The Curious Case of the Thesaurus Conspiracy
The Curious Case of the Thesaurus Conspiracy
by Penelope P. Sarcastic, Daily Skewer, 12 February 2026
A Polysyllabic Puzzle
In the quiet town of Fairford, rumours swirl that the beloved “Oxford Handbook of Synonyms & Clichés” is not what it seems. Sources say the book’s last page contains a message written in reverse, in a font no larger than 4‑point size, that reads: “The post office will be closed tomorrow.” Only the prompt replies from the postal service say, “Sorry, we’re not responsible for the ink on the back of old dictionaries.”
The alleged secret society behind the message? The Synonym Syndicate. Founded in 1797 by a herd of sycamores that grew on the old Lockhurst estate, this group believes in a world where “fooled” can be replaced by “tricked”, and “snail” can be swapped for “slow-moving pedestrian”.
The Conspiracy Theory In‑Brief
The “thesaurus conspirators” are said to have infiltrated every major publishing house across the UK. Their mission: to replace all the mundane words in British literature with more glittering alternatives. Their greatest triumph came during the 2014 Christmas edition of The Telegraph when an entire review of a new album was spelt “lyrical splendour” instead of “great music.” The outlet declined to comment, citing editorial independence.
A deep‑fake video posted last week shows a man in a tweed jacket (and a suspiciously early‑2000s cufflink collection) whispering to a group of librarians about a mysterious “library of language” in the basement of the British Library. “All my life, I have known no rival to the power of a good thesaur…, beg… the i in i” whispered the man in the video, blur‑red in real-time.

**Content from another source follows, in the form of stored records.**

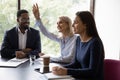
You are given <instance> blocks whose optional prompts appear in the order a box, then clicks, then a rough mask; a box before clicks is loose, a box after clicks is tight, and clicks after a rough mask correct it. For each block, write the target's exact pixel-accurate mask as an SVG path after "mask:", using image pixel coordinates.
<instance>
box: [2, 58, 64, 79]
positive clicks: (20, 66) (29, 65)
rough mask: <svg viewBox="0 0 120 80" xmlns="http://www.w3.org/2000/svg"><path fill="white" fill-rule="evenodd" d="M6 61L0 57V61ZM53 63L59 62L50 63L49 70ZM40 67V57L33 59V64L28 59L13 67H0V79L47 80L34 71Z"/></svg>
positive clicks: (46, 78)
mask: <svg viewBox="0 0 120 80" xmlns="http://www.w3.org/2000/svg"><path fill="white" fill-rule="evenodd" d="M6 61H7V59H3V58H1V57H0V62H6ZM55 65H59V64H56V63H50V70H51V68H52V66H55ZM41 67H43V65H42V62H41V60H40V59H37V60H35V61H34V64H31V63H30V61H29V60H28V61H26V62H25V63H22V64H20V65H19V66H17V67H15V68H10V67H0V80H48V79H47V77H46V76H45V75H44V74H41V73H39V72H37V71H35V69H37V68H41ZM59 80H60V79H59ZM62 80H64V79H62Z"/></svg>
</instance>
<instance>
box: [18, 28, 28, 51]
mask: <svg viewBox="0 0 120 80" xmlns="http://www.w3.org/2000/svg"><path fill="white" fill-rule="evenodd" d="M27 31H28V30H25V33H24V34H23V33H22V32H21V31H20V29H19V28H18V40H19V41H18V42H19V49H25V48H26V40H27Z"/></svg>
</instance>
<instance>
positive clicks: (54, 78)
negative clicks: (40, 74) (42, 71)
mask: <svg viewBox="0 0 120 80" xmlns="http://www.w3.org/2000/svg"><path fill="white" fill-rule="evenodd" d="M45 76H46V77H47V79H48V80H60V79H61V80H74V78H72V77H71V76H70V75H64V76H59V75H55V74H53V73H45Z"/></svg>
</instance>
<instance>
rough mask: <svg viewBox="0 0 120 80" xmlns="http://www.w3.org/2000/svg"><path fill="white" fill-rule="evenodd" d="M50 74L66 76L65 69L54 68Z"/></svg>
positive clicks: (58, 66)
mask: <svg viewBox="0 0 120 80" xmlns="http://www.w3.org/2000/svg"><path fill="white" fill-rule="evenodd" d="M52 73H53V74H56V75H67V68H63V67H60V66H55V67H53V68H52Z"/></svg>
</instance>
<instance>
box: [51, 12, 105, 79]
mask: <svg viewBox="0 0 120 80" xmlns="http://www.w3.org/2000/svg"><path fill="white" fill-rule="evenodd" d="M73 28H74V32H75V33H76V34H79V35H80V36H78V38H77V40H76V50H75V51H76V52H75V58H74V61H73V62H72V63H71V64H68V65H65V66H64V67H59V66H55V67H53V68H52V72H53V73H54V74H56V75H72V76H73V77H75V78H76V80H77V79H78V80H104V76H103V75H104V71H103V70H104V69H103V65H104V47H103V43H102V40H101V39H100V37H99V35H98V32H97V29H96V24H95V21H94V18H93V16H92V14H91V13H90V12H89V11H82V12H77V13H76V17H75V20H74V23H73Z"/></svg>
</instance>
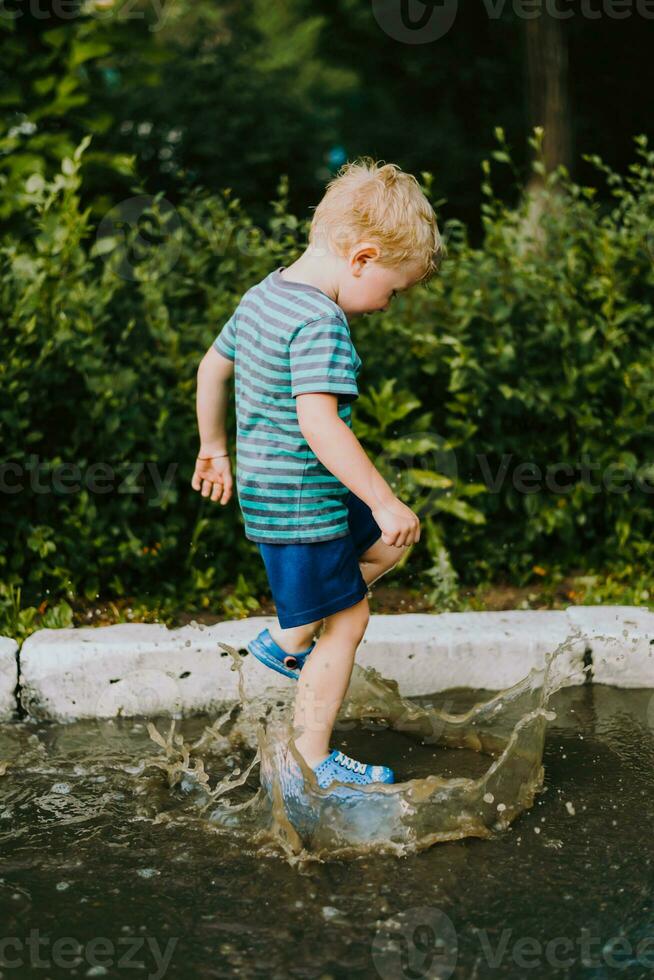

Police and Schools Respond
Detectives from Scotland Yard are allegedly “now on the case” and suspect that the conspiracy is more about budget cuts at the British National Corpus than about linguistic purism. Local schools have started installing “checked” thesauri next to the maths desks to ward off the urge to use “satisfactory” instead of “okay.”
"We will not allow even a single ‘baffled’ to exist in this school," says Miss Potter, headmistress of St. Giles Primary. "If we use ‘Astonishing’ instead of ‘Extremely’, we risk becoming a rogue word."
Conclusion
Whether the conspiracy is real or a clever marketing scheme by a new brand of “Monochrome Synonyms™,” one thing is clear: the very roots of the English language have been shaken to their core. The Bottom Line? Next time you look up a word in a thesaurus, remember: it could be a covert message, a spy device, or simply an attempt to make your bucket list sound a little more impressive.
— and let’s hope the next update of the thesaurus doesn’t give mightily confused tourists the wrong idea of how to say “please” in any language.